CS4501 Grading: Assignments: 300pts (2 assignments: 150pts + 150pts), Class Project: 600pts, Peer Reviews: 100pts. Default grade cutoffs: A+ (1000pts), A (930pts), A- (900pts), B+ (870pts), B (830pts), B- (800pts), C+ (770pts), C (730pts), C- (700pts), D+ (670pts), D (630pts), D- (600pts).
CS6501 Grading: Assignments: 300pts (3 assignments: 100pts + 100pts + 100pts), Class Project: 600pts, Peer Reviews: 100pts. Default grade cutoffs: A+ (1000pts), A (930pts), A- (900pts), B+ (870pts), B (830pts), B- (800pts), C+ (770pts), C (730pts), C- (700pts), D+ (670pts), D (630pts), D- (600pts).
Late Submission Policy: No late assignments will be accepted in this class. Unless the student has procured special accommodations for warranted circumstances.
Academic Integrity Statement: "The School of Engineering and Applied Science relies upon and cherishes its community of trust. We firmly endorse, uphold, and embrace the University’s Honor principle that students will not lie, cheat, or steal, nor shall they tolerate those who do. We recognize that even one honor infraction can destroy an exemplary reputation that has taken years to build. Acting in a manner consistent with the principles of honor will benefit every member of the community both while enrolled in the Engineering School and in the future. Students are expected to be familiar with the university honor code, including the section on academic fraud."
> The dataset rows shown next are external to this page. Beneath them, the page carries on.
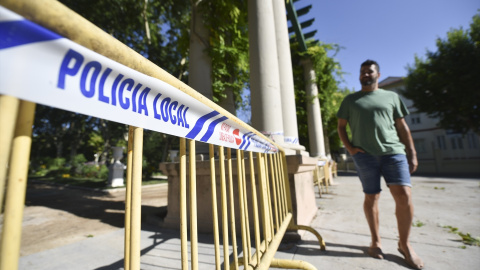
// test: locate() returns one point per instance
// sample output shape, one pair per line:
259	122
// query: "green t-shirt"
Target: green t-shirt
371	116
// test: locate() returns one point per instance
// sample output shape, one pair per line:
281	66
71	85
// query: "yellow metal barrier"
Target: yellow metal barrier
268	195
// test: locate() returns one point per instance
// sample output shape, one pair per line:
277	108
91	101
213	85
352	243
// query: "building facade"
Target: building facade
438	150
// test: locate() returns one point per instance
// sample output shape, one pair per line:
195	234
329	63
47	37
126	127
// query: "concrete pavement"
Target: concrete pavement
439	203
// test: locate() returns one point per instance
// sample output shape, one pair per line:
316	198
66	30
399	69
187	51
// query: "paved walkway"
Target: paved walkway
439	202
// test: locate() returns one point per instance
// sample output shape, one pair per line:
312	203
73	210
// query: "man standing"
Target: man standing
381	145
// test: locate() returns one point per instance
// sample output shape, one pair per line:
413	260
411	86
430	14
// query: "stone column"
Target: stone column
315	128
289	115
200	64
264	78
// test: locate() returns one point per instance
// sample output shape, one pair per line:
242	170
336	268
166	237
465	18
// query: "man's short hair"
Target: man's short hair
369	63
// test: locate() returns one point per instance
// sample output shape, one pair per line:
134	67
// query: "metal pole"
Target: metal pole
183	203
213	183
193	205
223	187
8	116
17	185
136	198
128	199
232	208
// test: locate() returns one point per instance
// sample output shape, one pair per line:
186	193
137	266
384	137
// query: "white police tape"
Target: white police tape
41	66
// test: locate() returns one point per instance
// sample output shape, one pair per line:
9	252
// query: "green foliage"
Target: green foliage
446	84
329	95
466	237
228	47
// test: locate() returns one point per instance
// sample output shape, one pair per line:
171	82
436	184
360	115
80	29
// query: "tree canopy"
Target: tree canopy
327	72
447	83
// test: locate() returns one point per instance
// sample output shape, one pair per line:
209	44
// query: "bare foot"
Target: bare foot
411	257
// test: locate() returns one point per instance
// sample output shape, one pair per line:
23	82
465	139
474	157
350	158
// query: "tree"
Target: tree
447	83
329	95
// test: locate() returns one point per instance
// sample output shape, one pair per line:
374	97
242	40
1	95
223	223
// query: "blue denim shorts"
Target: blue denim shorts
393	168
Accessibility Statement: "The University of Virginia strives to provide accessibility to all students. If you require an accommodation to fully access this course, please contact the Student Disability Access Center (SDAC) at (434) 243-5180 or firstname.lastname@example.org. If you are unsure if you require an accommodation, or to learn more about their services, you may contact the SDAC at the number above or by visiting their website at https://www.studenthealth.virginia.edu/student-disability-access-center/about-sdac."